I’m a firm believer in representative democracy, but that word representative is important.  Are we to believe that the residents of every single Conservative riding are against publicly funded research, and the residents of every single NDP, Green and Liberal riding are in favour of it?  Or are our politicians paying more attention to their party whips than their constituents?

If they are, we have no one to blame but ourselves.  Democracy works when people make their voices heard.  We need to be paying more attention to how our MPs are voting; congratulate them when they get it right, and reprimand them when they get it wrong.  They are, after all, working on our behalf.

And at least thanks to the internet we can easily watch their activities now.


A Long Line of Criminals

I have been thinking a lot recently about incarceration.

At its highest levels, the Soviet Union’s gulag system imprisoned 800 people for every 100,000 people in the country.  Today the United States has 743 prisoners for every 100,000 people.  Nearly a quarter of all the prisoners in the world are in United States prisons.

This worries me, and when I read about the Stephen Harper proposing more ‘tough-on-crime’ legislation, I wonder what exactly we are trying to achieve.  But before I delve to deeply into the subject, I first have to recognize how this must be approached.  As a Christian, I belong to a faith tradition that has, frankly, spent quite a lot of time in jail.

  • Joseph was imprisoned for years on trumped up sexual harassment charges.
  • David spent his formative years as an outlaw.
  • Jesus was arrested,  imprisoned, and condemned as a threat to the state.
  • Paul wrote large chunks of the New Testament from a prison cell.
  • William Tyndale was imprisoned and executed by the imperial authorities
  • Martin Luther King wrote his most important work from a Birmingham jail.

I recognise in our society the need for a judicial system, for police officers, magistrates, prison guards and probation workers.

But when we are discussing the criminal justice system, the starting point for those who call themselves Christians needs to be this – our first and primary identity is with the jailed, not the jailer.  As the founder of our movement said, “I was in prison and you came to visit me.”

 


Sam Hammond wants teachers to break the law

On Wednesday I received a letter from the school board informing me that our local elementary school would be closed due to ‘a day of political protest.’  (The Elementary Teacher’s Federation of Ontario clearly decided not to call it a ‘strike’, because they know they are no longer in a legal strike position.)  Yesterday, I received a phone call reiterating that the school would be closed.
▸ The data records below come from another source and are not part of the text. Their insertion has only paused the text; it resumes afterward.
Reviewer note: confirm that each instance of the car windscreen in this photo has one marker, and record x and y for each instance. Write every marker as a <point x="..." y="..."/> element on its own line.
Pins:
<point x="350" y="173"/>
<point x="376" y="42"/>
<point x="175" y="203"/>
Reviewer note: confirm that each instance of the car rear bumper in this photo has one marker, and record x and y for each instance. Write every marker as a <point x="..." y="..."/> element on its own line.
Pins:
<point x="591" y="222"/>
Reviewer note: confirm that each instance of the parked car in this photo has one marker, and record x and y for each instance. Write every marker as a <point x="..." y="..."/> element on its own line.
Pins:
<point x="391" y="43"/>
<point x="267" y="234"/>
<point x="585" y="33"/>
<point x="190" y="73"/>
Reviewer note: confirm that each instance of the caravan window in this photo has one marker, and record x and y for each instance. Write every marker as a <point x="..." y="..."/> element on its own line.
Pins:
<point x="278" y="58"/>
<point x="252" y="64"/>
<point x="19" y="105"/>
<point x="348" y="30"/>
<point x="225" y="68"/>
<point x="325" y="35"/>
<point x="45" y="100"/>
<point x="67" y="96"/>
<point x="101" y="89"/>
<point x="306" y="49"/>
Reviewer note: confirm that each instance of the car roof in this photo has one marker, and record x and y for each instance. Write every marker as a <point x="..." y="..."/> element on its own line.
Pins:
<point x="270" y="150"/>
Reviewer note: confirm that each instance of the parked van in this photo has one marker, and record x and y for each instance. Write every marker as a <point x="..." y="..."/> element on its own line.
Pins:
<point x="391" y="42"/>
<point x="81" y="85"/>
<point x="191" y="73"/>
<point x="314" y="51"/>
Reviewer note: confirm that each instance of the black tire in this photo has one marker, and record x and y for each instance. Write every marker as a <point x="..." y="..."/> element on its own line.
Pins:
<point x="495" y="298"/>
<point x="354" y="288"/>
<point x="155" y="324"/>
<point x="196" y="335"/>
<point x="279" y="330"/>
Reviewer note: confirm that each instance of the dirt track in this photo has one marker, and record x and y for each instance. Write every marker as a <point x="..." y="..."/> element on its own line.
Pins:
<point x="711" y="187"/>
After  making alternative plans for my children for today, I found out mid-morning that the schools ARE in fact open.  The Ontario Labour Relations Board has confirmed that ETFO’s actions were illegal, and the union was instructing its members to break the law.  The school board has announced that the schools are open, and apologized for the short notice, noting that the timing was beyond the school board’s control.

I am, at this point, disgusted by the actions of ETFO.  My children are fortunate enough to be taught by some incredibly motivated, engaging and talented teachers.  I have seen them time and time again demonstrate a devotion to their calling, and a passion for equipping the next generation of Canadians for adulthood.  And so I am deeply frustrated when they are ordered by their union to refrain from doing their jobs, and fulfilling the calling to which they have dedicated their lives.

The person directly responsible for this is Sam Hammond, the president of ETFO.  He claims that the union is ‘standing up for democratic values’.  And yet he is encouraging teachers to directly break a law that was decided upon by a democratically elected, representative government and confirmed by an independent judiciary.

The mechanisms of democracy in Canada are still in place and functioning correctly.  Mr Hammond, though, is not presenting a role model to our children of a respectful, responsible citizen.